Yesterday I was walking with a friend and her two kids.  The youngest of the two is three years old and so very smart.  We were walking through the store when Rose reached her arms up motioning her desire for me to pick her up.  As I lifted her to my side I whispered, “I know, shopping makes me tired too.”  Surprisingly, the extra 25lbs attached to me seemed to make me lighter.

My heart has been weighted with disappointment the last five years, and more sorrow was added over the last three months.  The more I tried to make sense of everything, the more I realized I can’t.  I simply must trust my Abba in heaven.

I love that from these recent experiences I now can say Abba, Father God, and Heavenly Father, and be filled with comfort and not fear.  A comfort in knowing my daddy in heaven loves me.  He delights in me and wants His girl to shine.  For so long I had such a distorted view of God.  I will touch more on this in future writings.

My focus as I held this precious little one in my arms was to shower her with the same love I was overwhelmed with – true, pure and unconditional.

Rose laid her head next to mine, resting her chin on my shoulder as I began to sing to her…

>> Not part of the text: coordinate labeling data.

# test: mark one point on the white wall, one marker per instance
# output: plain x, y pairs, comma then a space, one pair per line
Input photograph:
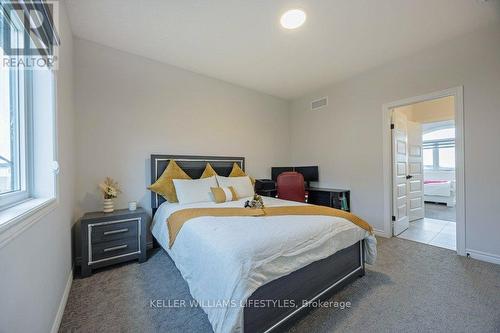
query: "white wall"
129, 107
347, 135
35, 266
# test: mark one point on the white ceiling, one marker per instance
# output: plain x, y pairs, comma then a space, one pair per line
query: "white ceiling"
241, 41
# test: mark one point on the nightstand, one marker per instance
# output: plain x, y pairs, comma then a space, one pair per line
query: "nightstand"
111, 238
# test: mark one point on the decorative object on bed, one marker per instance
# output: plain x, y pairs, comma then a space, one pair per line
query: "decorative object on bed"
165, 185
110, 190
208, 172
242, 185
194, 190
224, 194
256, 202
237, 172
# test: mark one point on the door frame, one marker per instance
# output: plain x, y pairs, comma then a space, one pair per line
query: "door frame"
457, 93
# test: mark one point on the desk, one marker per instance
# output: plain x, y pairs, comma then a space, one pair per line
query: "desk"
331, 197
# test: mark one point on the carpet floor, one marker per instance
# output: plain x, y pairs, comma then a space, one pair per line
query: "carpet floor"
440, 212
413, 287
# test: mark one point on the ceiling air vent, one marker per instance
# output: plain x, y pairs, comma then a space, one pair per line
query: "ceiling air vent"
319, 103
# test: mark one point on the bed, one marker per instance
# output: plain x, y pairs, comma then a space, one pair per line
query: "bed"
255, 274
440, 191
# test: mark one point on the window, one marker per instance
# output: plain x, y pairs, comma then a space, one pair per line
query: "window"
439, 147
13, 121
27, 115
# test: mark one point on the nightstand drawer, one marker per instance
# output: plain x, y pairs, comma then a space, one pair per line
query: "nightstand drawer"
114, 230
112, 249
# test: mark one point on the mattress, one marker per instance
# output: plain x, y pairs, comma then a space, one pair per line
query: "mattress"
225, 259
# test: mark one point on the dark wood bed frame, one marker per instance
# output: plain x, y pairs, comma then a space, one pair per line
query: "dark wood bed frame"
293, 294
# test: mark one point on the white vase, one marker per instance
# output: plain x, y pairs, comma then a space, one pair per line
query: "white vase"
108, 206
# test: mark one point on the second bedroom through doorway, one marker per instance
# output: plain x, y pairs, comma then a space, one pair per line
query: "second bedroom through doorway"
430, 179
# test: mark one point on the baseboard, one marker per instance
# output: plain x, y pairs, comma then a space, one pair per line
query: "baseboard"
382, 233
483, 256
62, 304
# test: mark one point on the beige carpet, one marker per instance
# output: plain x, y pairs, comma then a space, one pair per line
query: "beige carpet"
412, 288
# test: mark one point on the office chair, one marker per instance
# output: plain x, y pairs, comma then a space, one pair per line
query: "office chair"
290, 186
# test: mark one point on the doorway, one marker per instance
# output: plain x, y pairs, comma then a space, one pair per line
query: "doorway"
424, 172
423, 169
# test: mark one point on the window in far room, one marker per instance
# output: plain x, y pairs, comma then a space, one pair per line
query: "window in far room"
439, 148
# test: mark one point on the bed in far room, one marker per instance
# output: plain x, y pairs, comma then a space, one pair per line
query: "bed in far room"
235, 265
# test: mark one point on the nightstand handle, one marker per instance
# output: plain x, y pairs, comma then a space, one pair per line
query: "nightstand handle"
114, 248
115, 231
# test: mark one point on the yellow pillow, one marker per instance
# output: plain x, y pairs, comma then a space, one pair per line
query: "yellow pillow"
164, 185
208, 172
237, 172
224, 194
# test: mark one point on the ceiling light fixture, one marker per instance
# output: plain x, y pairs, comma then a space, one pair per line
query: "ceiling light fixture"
293, 18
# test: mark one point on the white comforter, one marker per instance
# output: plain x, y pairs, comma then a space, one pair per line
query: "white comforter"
225, 259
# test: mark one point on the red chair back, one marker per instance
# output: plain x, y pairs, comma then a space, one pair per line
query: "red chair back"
290, 186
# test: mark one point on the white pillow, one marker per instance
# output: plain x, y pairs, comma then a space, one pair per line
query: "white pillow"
242, 185
194, 190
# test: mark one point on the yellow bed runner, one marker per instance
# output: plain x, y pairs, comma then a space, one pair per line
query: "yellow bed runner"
177, 219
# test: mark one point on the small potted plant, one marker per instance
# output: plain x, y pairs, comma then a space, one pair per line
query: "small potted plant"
110, 190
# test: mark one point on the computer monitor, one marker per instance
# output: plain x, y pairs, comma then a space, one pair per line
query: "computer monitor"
276, 171
310, 173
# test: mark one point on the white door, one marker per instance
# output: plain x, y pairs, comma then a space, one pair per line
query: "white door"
415, 172
400, 218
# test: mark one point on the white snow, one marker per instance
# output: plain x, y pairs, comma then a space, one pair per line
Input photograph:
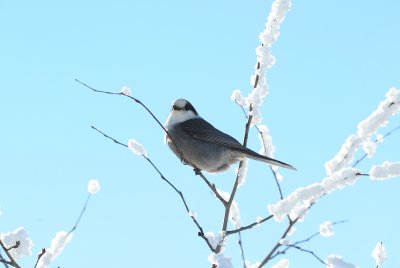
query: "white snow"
379, 254
220, 260
136, 147
265, 60
126, 91
10, 238
297, 203
57, 246
267, 147
93, 186
365, 130
249, 265
242, 172
326, 229
334, 261
284, 263
192, 214
385, 171
284, 242
214, 239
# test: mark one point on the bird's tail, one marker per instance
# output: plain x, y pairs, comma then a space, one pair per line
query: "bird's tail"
253, 155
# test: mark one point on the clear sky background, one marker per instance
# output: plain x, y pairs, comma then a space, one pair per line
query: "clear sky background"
335, 62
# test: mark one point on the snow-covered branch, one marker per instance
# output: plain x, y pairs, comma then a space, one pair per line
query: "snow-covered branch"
365, 130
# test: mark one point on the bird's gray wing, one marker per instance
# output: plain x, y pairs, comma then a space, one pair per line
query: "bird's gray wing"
200, 129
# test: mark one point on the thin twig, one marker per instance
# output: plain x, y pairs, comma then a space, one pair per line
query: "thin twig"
376, 141
12, 262
212, 187
80, 215
234, 189
240, 242
40, 256
308, 251
277, 245
201, 232
229, 232
145, 107
264, 145
308, 239
3, 261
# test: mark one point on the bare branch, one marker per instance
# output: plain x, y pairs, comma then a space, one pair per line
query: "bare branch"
295, 245
17, 244
277, 245
145, 107
234, 189
375, 141
12, 262
201, 232
264, 145
248, 226
80, 215
40, 256
240, 243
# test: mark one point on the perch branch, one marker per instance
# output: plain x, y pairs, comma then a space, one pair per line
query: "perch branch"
12, 262
201, 232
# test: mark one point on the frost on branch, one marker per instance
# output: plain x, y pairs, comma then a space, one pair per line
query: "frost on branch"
326, 229
57, 246
365, 130
136, 147
93, 186
25, 243
284, 263
267, 147
233, 210
335, 261
220, 260
379, 254
242, 172
265, 60
126, 91
297, 203
385, 171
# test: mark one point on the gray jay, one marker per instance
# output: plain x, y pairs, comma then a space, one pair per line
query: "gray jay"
203, 146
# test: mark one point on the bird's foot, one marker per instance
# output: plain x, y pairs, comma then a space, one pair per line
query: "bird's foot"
197, 171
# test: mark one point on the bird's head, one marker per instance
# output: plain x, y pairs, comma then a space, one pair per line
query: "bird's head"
181, 111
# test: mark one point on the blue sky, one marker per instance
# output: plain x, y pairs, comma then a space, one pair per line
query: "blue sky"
335, 62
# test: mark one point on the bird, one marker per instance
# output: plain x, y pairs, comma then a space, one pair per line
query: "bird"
199, 144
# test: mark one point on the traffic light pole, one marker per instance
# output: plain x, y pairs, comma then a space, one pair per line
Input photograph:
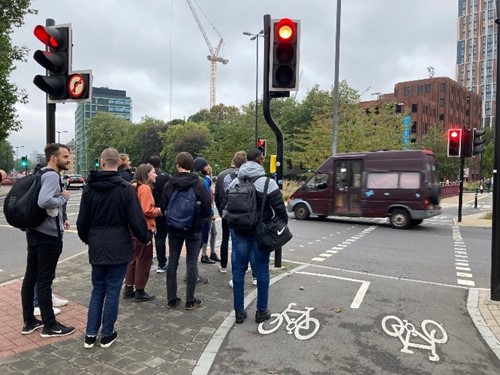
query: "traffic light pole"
495, 245
50, 108
267, 96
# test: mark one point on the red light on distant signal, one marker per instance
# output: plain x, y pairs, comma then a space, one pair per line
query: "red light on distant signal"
285, 29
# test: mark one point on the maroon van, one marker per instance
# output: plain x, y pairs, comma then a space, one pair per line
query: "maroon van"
400, 185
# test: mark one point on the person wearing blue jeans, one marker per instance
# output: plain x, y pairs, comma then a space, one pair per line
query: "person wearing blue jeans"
245, 242
109, 212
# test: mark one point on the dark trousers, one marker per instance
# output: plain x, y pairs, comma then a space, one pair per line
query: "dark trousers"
224, 244
140, 265
161, 241
43, 255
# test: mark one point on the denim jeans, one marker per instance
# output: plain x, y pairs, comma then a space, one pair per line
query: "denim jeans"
43, 255
105, 298
244, 248
176, 239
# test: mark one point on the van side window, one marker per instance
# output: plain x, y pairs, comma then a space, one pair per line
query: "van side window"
317, 182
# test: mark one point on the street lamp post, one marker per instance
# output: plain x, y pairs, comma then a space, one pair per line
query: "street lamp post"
17, 157
256, 38
59, 135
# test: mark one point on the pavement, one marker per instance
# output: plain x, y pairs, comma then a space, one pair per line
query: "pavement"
153, 339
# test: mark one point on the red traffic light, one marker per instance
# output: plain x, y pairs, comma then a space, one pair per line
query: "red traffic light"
285, 29
51, 37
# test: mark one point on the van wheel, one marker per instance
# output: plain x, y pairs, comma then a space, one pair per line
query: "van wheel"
301, 212
400, 219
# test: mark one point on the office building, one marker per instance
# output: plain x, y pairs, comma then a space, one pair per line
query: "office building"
476, 53
103, 100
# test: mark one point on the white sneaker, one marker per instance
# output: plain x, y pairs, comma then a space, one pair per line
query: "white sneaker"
38, 313
58, 302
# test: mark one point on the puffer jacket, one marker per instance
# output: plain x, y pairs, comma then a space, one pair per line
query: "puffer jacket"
109, 211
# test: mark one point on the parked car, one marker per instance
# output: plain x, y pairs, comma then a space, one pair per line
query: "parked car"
75, 181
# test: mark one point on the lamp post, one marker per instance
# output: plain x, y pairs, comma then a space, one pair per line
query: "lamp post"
256, 38
59, 135
17, 157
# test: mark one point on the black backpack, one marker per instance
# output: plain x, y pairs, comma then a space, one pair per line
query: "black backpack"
20, 207
241, 211
182, 209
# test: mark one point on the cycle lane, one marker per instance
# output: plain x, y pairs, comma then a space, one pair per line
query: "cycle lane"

I will sing praise, I will lift my voice

I will sing praise, I’ve made my choice

I will sing praise, In all I do

I will sing praise to You…..

Each time I would stop singing, she would lift her head and lean her cheek to mine – I would begin again…

No matter the storms that come my way

No matter the trials I may face

You promised that You would see me through

So I will trust in You.

She would rest her head again and cling to me.

When do we, as grown-ups, lose the ability to give and receive love like this?  At what point do the wounds on our heart becomes so callused and hard, and how is it that my heart can find a tender spot for a moment like this?  OH’ WOW!  There’s nothing like a moment like this!  All the pain both past and present have brought me to a sweet place, a place that allows me to appreciate what’s truly important.  I now can see the value of the present.

Refuse to be jaded by pain.  After all, maybe it’s the painful moments in life that really teach us to love.  Maybe I should sorrow not for what I’ve lost but for those who have never been tenderized and given the privilege of discovering the diamonds the fire leaves behind?

~Shannan

It’s Time to discover more diamonds!

Song Info. ‘I Will Sing Praise’

2 Comments

  1. Barbara Miller said,

    01/01/2011 at 11:50

    Dear Child of God you overflow with wisdom from your Abba Father!!! What a beautiful word picture you paint. The little ones, so pure, keep the love of our Father flowing in our daily lives. Praise through song delights our Lord. Beautiful combination!

  2. Jana said,

    01/01/2011 at 11:50

    WOW Sha. That was awesome. We do become so hardened and untrusting. Afraid to be hurt. Afraid to give up ourselves, be it time, money, or emotions.